5) Reżimy autorytarne.
http://www.pkwp.org/kampanie/raport_przesladowani_i_zapomniani_(2009-2010)/
https://www.kapucyni.pl/index.php/aktualnopci-mainmenu-389/3548-przesladowania-chrzescijan-raport
Chrześcijanie są pozbawiani wielu praw takich jak: prawa do ochrony przed bezprawnym zatrzymaniem, prawa do sprawiedliwego procesu i dostępu do wymiaru sprawiedliwości, prawa do niestosowania tortur, prawa do posiadania rodziny.
Jednak co najważniejsze zabija się ich za ich wiarę.
Wiele historii mrozi krew w żyłach. Wypalanie kwasem siarkowym wytatuowanych krzyży, spalenie żywcem, gwałty, porwania kobiet, strzał w głowę za czytanie Biblii – to tylko niektóre z ohydnych zbrodni jakie spotykają wyznawców Chrystusa.
„Chrześcijanka Kamalini Naik, będąca w siódmym miesiącu ciąży, została otoczona przez fanatyczny tłum hinduistów domagający się od niej wyrzeczenia się wiary w Chrystusa. Gdy odmówiła, ona oraz jej roczny synek zostali – wedle zeznań naocznych świadków – „pocięci na kawałki”.
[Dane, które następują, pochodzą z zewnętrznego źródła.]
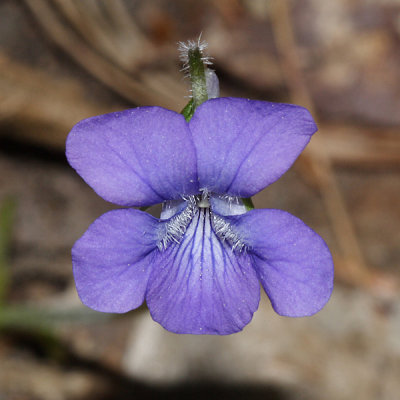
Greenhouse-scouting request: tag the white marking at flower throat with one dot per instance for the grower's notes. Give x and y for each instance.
(175, 227)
Najczęściej jednak podczas nawracania używano benzyny. Ten, kto nie chciał wyrzec się wiary w Chrystusa i powrócić do hinduizmu, był oblewany benzyną i podpalany.”
http://www.milujciesie.org.pl/nr/karty_historii_kosciola/przesladowania_chrzescijan_w_azji.html
W Egipcie „liczący półtora tysiąca tłum muzułmanów, uzbrojonych w maczety, noże i kije, zaatakował trzy siostry zakonne. Kobietom uwięzionym w budynku szkoły, gdzie uczyły, grożono spaleniem żywcem. Jak donosi ekumeniczna organizacja Open Doors, której celem jest pomoc prześladowanym chrześcijanom, wezwanie do ataku na zakonnice padło z trzech meczetów.”
http://www.rp.pl/artykul/950582.html
Podobnych opowieści można by mnożyć bez końca.
Zdjęcia zabitych i torturowanych Chrześcijan są niczym z horroru. Trudno zapomnieć.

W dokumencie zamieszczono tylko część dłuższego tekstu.